When the Biden-era FCC revoked Starlink's $885 million rural broadband subsidy in 2022, Carr issued an extraordinary dissent accusing the agency of participating in a "growing list of administrative agencies that are taking action against Elon Musk's businesses." He characterized the revocation as part of an "unprecedented campaign of regulatory harassment" that had begun when President Biden remarked that Musk's activities were "worthy of being looked at." Carr defended SpaceX's interests repeatedly and publicly, to the point where Techdirt described him as behaving "like a dodgy used car salesman" for Starlink after he urged European allies to adopt the service, warning that the only alternative was "the CCP's version."
As chairman, Carr has awarded SpaceX federal radio spectrum and launched an investigation into EchoStar over 5G deployment requirements — an investigation that some observers interpreted as a mechanism to pressure EchoStar into yielding satellite spectrum to SpaceX. When Amazon filed a petition urging the FCC to reject SpaceX's application to launch up to one million low-Earth-orbit satellites, Carr publicly attacked Amazon, telling the company it "should focus on the fact that it will fall roughly 1,000 satellites short of meeting its upcoming deployment milestone." The FCC chairman was, in effect, acting as SpaceX's advocate against a competitor in a proceeding over which the FCC has adjudicatory authority.

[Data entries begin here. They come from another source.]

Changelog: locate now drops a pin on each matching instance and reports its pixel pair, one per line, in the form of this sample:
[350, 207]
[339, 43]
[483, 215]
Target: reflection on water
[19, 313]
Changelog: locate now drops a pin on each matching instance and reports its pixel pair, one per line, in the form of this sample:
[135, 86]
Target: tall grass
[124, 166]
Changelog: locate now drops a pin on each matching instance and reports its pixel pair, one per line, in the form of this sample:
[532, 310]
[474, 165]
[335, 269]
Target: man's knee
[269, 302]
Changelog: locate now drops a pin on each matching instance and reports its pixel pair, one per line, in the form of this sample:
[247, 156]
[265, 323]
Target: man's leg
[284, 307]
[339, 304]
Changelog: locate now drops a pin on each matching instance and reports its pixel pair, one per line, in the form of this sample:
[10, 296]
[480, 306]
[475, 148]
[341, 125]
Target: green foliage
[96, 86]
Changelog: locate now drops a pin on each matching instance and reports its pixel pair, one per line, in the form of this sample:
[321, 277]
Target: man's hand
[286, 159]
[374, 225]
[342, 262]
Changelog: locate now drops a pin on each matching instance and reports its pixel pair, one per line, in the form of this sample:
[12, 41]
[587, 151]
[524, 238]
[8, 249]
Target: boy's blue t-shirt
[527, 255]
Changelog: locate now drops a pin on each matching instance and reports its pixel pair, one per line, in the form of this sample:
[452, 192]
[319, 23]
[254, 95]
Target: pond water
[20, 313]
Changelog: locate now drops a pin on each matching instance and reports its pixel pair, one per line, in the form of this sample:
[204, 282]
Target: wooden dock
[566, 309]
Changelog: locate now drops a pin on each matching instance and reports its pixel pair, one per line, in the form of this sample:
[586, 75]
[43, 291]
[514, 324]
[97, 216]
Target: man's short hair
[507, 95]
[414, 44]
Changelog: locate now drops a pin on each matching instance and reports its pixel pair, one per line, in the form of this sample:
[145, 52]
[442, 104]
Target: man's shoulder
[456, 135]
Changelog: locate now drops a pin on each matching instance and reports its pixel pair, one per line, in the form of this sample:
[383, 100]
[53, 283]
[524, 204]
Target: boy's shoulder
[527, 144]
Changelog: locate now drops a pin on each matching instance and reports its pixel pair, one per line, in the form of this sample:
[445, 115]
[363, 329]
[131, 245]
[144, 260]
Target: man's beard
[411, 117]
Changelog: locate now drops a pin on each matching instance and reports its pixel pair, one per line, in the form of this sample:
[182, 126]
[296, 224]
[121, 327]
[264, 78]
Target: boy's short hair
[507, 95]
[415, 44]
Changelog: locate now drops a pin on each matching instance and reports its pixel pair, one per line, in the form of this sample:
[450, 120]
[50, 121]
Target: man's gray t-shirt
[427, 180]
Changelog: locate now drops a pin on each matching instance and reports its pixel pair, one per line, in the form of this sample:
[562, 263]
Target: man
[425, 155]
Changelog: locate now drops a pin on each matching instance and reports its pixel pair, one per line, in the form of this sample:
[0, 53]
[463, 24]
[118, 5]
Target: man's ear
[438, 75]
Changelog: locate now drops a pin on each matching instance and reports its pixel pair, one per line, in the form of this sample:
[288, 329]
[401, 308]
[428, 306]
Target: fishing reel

None of this proves that the router ban was designed to benefit Starlink. Starlink's routers are, after all, satellite devices serving a different market segment than the typical home Wi-Fi router. But the structural advantage is real. Starlink is now the only consumer networking-equipment manufacturer in America that faces zero regulatory friction. Every competitor must navigate a conditional-approval process administered by the Department of Homeland Security — an agency with no institutional experience in consumer-electronics certification and no established framework for evaluating the security of networking hardware. The process is neither free nor fast. For companies operating at the margins of the American market, the cost and delay may prove prohibitive.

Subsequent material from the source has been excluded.